System.GC.Concurrent: true: Allows GC to run on a background thread, reducing foreground pauses.
System.GC.LatencyMode: "Interactive": (Use cautiously) Reduces Gen2 collection frequency to minimize pauses, suitable for low-latency apps. Default is usually Batch for throughput.
System.GC.RetainVM: false: Returns memory to the OS when possible, reducing memory footprint in containerized environments.
Quick Start Guide
-
Install Tooling:
dotnet tool install -g BenchmarkDotNet.Tool
dotnet tool install -g dotnet-counters
dotnet tool install -g dotnet-gcdump
-
Create Baseline Benchmark:
Write a method simulating your hot path. Use [MemoryDiagnoser] in BenchmarkDotNet to measure allocations.
[MemoryDiagnoser]
public class MemoryBenchmarks
{
[Benchmark]
public void ProcessData() { /* Your logic */ }
}
-
Apply Optimization:
Refactor the method using ArrayPool<T> or Span<T>. Ensure correctness via unit tests.
-
Measure Delta:
Run the benchmark again. Compare Alloc Rate and Gen 0/1/2 collections. Target a reduction in allocations by at least one order of magnitude.
-
Deploy and Monitor:
Deploy to a staging environment. Run dotnet-counters monitor against the process.

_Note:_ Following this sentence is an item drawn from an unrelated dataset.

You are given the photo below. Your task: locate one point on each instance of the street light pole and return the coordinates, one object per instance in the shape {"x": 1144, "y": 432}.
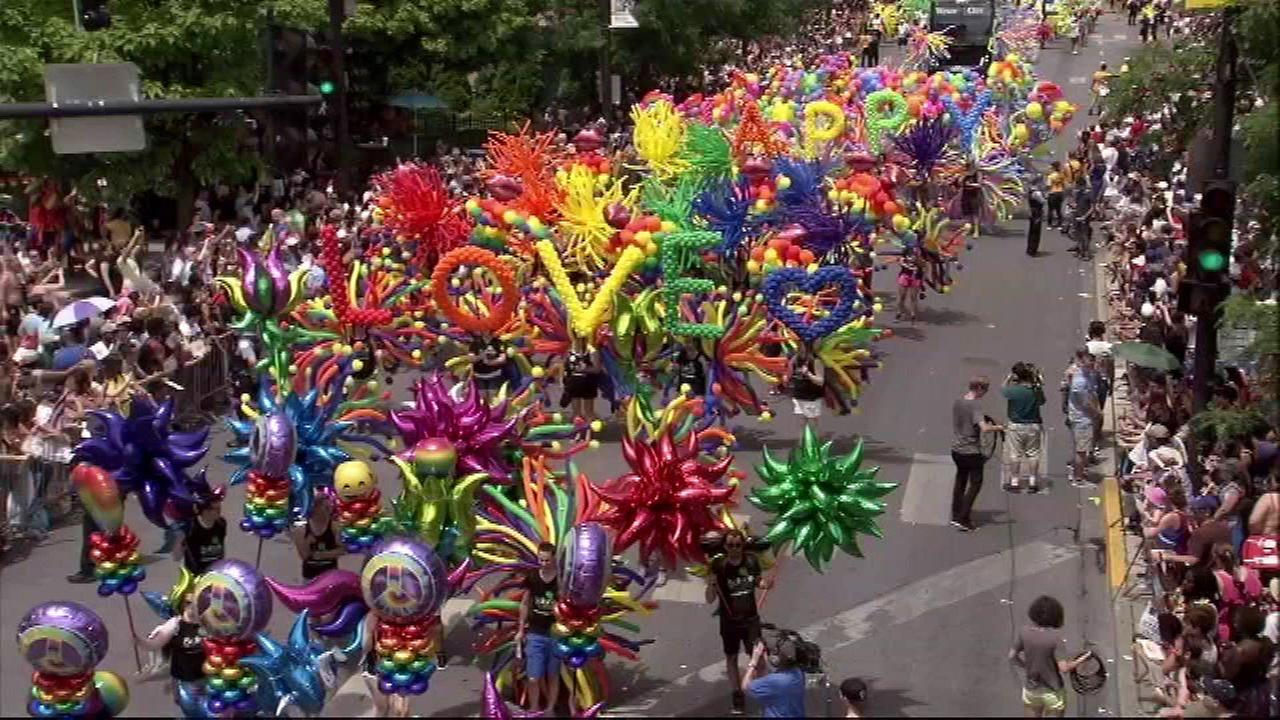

Verify that allocation rates have dropped and GC pauses have decreased under load.
By systematically applying these patterns, you transform C# from a language where memory is an afterthought to a platform where memory is a deterministic resource you control. This shift is mandatory for building systems that meet modern performance and cost-efficiency requirements.